Les coups de crosse qui étaient tombés sur le crâne de M. de Presmes et auxquels une tête bretonne avait pu seule résister, partaient évidemment d’une main étrangère. — Les paroles menaçantes et radieuses, prononcées aux oreilles du vieux veneur, au moment où les torches étaient arrivées, ne pouvaient laisser aucun doute à cet égard.

Battre la forêt était désormais chose impossible.

On dut se déterminer à regagner Presmes, avec l’homme évanoui qui commençait à reprendre ses sens.

Comme on rassemblait les chevaux occupés à brouter paisiblement, on entendit au plus fourré de l’abattis un gémissement faible.

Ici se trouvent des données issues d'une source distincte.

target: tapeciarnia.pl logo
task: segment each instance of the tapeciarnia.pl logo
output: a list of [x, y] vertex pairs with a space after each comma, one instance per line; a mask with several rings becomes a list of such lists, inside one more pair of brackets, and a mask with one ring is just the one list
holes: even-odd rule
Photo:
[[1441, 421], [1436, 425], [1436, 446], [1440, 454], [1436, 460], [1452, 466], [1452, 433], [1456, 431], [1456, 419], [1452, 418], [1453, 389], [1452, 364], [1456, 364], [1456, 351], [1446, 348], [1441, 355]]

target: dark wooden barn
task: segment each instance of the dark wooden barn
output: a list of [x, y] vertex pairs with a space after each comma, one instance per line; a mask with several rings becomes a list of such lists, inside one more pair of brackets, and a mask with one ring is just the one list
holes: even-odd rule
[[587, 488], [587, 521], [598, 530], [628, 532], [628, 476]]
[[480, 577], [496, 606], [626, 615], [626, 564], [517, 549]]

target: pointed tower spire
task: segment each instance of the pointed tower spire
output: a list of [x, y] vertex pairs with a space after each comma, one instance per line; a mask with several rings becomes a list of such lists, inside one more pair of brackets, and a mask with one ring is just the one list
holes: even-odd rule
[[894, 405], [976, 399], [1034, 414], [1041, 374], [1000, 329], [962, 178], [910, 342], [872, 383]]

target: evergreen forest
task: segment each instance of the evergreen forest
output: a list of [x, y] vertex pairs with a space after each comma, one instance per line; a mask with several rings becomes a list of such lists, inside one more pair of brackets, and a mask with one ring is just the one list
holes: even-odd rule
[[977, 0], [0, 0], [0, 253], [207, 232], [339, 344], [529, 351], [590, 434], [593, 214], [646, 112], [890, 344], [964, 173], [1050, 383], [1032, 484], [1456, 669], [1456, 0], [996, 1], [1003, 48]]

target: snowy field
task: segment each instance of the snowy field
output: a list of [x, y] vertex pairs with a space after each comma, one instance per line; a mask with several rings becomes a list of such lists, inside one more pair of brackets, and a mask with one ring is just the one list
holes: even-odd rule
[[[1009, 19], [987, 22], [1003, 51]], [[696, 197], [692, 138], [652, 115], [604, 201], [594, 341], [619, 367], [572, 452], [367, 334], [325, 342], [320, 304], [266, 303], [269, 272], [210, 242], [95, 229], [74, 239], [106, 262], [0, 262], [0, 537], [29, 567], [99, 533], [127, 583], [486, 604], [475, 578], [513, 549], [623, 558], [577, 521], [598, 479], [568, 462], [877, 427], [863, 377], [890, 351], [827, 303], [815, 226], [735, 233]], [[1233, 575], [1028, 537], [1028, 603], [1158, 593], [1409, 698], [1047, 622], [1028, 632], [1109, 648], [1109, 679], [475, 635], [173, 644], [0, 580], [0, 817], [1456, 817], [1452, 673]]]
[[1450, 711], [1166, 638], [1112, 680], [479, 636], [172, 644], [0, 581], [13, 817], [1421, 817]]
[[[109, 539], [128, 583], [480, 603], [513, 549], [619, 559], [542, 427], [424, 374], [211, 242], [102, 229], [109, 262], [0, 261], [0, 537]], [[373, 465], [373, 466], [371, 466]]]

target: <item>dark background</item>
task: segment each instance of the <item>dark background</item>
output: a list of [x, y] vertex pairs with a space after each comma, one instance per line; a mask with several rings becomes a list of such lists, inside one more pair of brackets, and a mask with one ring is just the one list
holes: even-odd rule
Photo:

Tout le monde s’élança de ce côté.

Après un instant de recherche, on découvrit entre les branchages un homme renversé sur le dos, qui laissait échapper des plaintes confuses.

Cet homme avait un masque de peau sur le visage.

— Oh ! oh ! dit Hervé Gastel, nous avons eu affaire aux Loups !

Le vieux de Presmes se courba et souleva le masque du blessé.

— Prégent de Carhoat ! murmura-t-il. — Pas n’est besoin de chercher pour deviner quels étaient les autres !…

— Voilà de quoi faire pendre toute la couvée de Marlet ! dit le maître-piqueux.

M. de Presmes lui imposa silence par un geste où il y avait de la tristesse.

— Carhoat s’est assis bien souvent à ma table, pensa-t-il tout haut ; — et bien longtemps je l’ai nommé mon ami… était-ce donc ainsi que devait finir cette noble race ?…

Il s’interrompit et passa le revers de sa main sur son front incliné, puis il se redressa tout à coup, et son visage paisible prit une expression sévère.

— Mais je suis officier du roi, dit-il en changeant de ton, — et mon devoir est tracé… Qu’on charge cet homme sur un cheval, et qu’on le conduise à Presmes, jusqu’à ce qu’il soit en état d’être aux mains de M. le lieutenant criminel.